Combating Wasted Food: Good for the Environment, Good for Your Bottom Line
Here’s a really smart way for businesses – from restaurants to grocery store chains to hotels and more – to boost their bottom lines: Reduce wasted food.
This week we’re holding a week of action on wasted food. It’s all about sustainability – environmentally and economically – and how we meet the needs of today without compromising the ability of future generations to meet the needs of tomorrow.
In 2012, the United States threw away about 35 million tons of food – more than any other type of waste going to landfills. When that wasted food gets to the landfill, it rots, generating methane gas – one of the most potent contributors to climate change. All of this waste also squanders the water, energy, nutrients and money used to transport that food.
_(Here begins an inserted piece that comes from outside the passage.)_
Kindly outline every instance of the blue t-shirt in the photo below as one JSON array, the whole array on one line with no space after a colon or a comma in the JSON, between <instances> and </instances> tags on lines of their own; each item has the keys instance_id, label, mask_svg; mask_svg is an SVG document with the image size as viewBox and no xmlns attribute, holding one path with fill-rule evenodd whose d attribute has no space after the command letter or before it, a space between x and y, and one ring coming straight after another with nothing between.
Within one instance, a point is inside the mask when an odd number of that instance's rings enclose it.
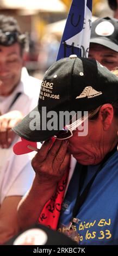
<instances>
[{"instance_id":1,"label":"blue t-shirt","mask_svg":"<svg viewBox=\"0 0 118 256\"><path fill-rule=\"evenodd\" d=\"M68 226L78 190L80 172L75 168L63 205L59 230ZM82 192L98 170L99 165L88 167ZM87 198L76 216L80 245L118 245L118 152L107 161L97 175ZM77 241L76 237L74 240Z\"/></svg>"}]
</instances>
At the same time, many Americans don’t know where their next meal will come from. The U.S. Department of Agriculture estimated that, in 2012, 14 percent of households regularly did not have enough food to live active, healthy lifestyles.
That’s where businesses come in. By making small changes in their food management practices, companies can reduce climate change impacts, feed hungry people and save money, too.
Here are some things your company can do:
- Donate your surplus nutritious food to local food banks and be a leader in reducing hunger. Some businesses can get tax benefits from these donations, too.
- Compost food scraps that aren’t suitable for people to eat, or use anaerobic digestion. Composting improves soil health and reduced the need for more water, fertilizers and pesticides. Commercial anaerobic digestion can reduce the amount of methane and produce renewable energy.
- Reduce the amount of unnecessary food that you buy. This saves purchasing costs and disposal fees, and avoids the environmental impacts of unnecessary food production.
Getting started on some of these good practices might seem like a challenge, so EPA launched the Food Recovery Challenge in 2011. Nearly 800 businesses, leading corporations and organizations are already a part of it. When these organizations join the challenge, they work towards sustainability goals, track progress and can be recognized for their successes.
The organizations that have joined the challenge are making great progress, as are many others. The data show that food donations by the retail sector alone increased by 500 million pounds from 2008 to 2009, and composting of food waste increased by 974,000 tons from 2009 to 2012. That’s like taking 266,000 cars off the road for a year.
But we’re going to need a lot of leaders on this issue, who want to give back to their communities and make positive change. If you’re part of a company, I encourage you to sign up now for the challenge. If you’re a consumer, let your favorite local businesses, national brands and other companies you like know that you want them to participate.
Sustainable food management is socially responsible, environmentally responsible and economically beneficial. Food is too good to waste.